Again, i know I shouldn't be buying stuff from eBay but I bought a few pear shaped vases and a small jar.

This is one of the vases. It has the shaped of Yuan or song pear shaped vase but a  little bit flat. Usually I see them with a more elongated body.  The foot rim is not tall and glazed. Around 6 1/2 inches tall. Looks like stoneware.

Any information provided will be of much help.

Thank you in advance.



heavenguy


Stan

This is late Qing or early republic, I know that the Chinese that built the railroads for Trans Union Pacific in 1867 left bottles like these behind afterwards, I know here in Oregon you see them all the time in antique stores, I bought a couple of them that someone had found near the railroad in Coberg Oregon.

peterp

Interesting. I would have had difficulty in dating these. As is with monochromes you can rely almost only on shape and foot rim. Unfortunately, as soon as it comes to the southern or non-mainstream kilns dating is difficult. Is it sure these were made in China?

heavenguy

When i bought this, they also had a shiwan ginger jar with these type of vases too. That could explain it. What makes me a little suspicious of the vases is that they all look similar but with different glazes. I'll take a picture when there is more sunlight.

peterp

Stan's remark induced me to look into this a bit and I found this:
web.stanford.edu/group/chineserailroad/cgi-bin/wordpress/wp-content/uploads/2015/05/14_Commentary_Praetzellis_Praetzellis.pdf

You will find a heap of similar bottles farther down in this PDF document.
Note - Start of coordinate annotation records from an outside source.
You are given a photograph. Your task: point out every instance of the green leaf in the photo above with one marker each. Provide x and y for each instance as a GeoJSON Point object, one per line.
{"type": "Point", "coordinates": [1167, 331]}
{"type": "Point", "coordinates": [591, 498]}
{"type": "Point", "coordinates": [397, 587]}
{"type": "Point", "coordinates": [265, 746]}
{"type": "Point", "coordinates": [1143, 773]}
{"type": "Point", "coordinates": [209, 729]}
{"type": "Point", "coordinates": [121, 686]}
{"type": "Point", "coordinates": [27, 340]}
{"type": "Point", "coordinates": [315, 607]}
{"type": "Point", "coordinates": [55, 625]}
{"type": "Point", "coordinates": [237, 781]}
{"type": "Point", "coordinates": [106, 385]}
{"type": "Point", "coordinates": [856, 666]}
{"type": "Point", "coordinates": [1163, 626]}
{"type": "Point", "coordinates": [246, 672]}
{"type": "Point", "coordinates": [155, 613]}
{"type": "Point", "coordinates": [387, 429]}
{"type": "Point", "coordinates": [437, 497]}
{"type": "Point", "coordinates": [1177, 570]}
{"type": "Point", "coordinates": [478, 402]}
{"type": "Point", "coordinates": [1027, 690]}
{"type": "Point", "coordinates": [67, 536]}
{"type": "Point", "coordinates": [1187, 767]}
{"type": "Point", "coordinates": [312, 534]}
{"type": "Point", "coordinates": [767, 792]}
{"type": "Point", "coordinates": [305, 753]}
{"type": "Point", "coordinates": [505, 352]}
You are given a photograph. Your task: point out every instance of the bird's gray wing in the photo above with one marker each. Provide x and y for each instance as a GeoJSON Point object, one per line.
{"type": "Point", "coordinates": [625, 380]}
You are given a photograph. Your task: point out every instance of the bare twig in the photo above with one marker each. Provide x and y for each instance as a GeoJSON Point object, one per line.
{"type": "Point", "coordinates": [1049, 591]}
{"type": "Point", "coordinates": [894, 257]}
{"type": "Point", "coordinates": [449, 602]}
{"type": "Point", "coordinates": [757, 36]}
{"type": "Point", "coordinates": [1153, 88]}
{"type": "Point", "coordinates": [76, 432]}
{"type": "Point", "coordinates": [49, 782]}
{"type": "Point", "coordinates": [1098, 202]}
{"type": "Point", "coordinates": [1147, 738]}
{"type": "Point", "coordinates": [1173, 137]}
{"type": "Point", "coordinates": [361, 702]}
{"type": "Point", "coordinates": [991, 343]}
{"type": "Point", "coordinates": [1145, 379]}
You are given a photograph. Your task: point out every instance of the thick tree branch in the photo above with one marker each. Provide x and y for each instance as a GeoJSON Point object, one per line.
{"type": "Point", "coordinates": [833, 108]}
Here is another one from farterh south:
sha.org/assets/documents/Choy - pottery research - final version.pdf

Usually we attribute items of this type to southern or coastal kilns. Those were not mainstream kilns that were often  producing simple wares for the common folks.  Such items were frequently made in coastal areas of Fujian, and down to Guangdong province, but probably also elsewhere in lesser kilns. The south was the main exit point for exports, but also for emigration in those times.

heavenguy

Thank you Stan and Peterp,

So this are basically, vases and jars they used to import food from China. It looks like they did a number of different types of glazes on them. They all have kind of the same size, dimensions and foot rim but just the glaze is different. I attached of all the different glazes

The wide mouth jar I also asked about in a post it's probably was used to store soybean sauces.

I will attach the different glazes I got and how similar the foot rims look.



heavenguy

Thank you both once again for the nice information. The Pdfs are a great addition to my library.

peterp

Some black glazes are essentially such a dark brown, that they look black. The variations in glaze colors seen can be a slight difference  in the glaze composition or density, but often the cause is firing related. Like different temperature, different position in a kiln, etc.  Items fired in the same batch may develop slightly different hues or colors, although they have essentially the same type of glaze. That is also the reason why some black items show a brownish tone at the glaze edge.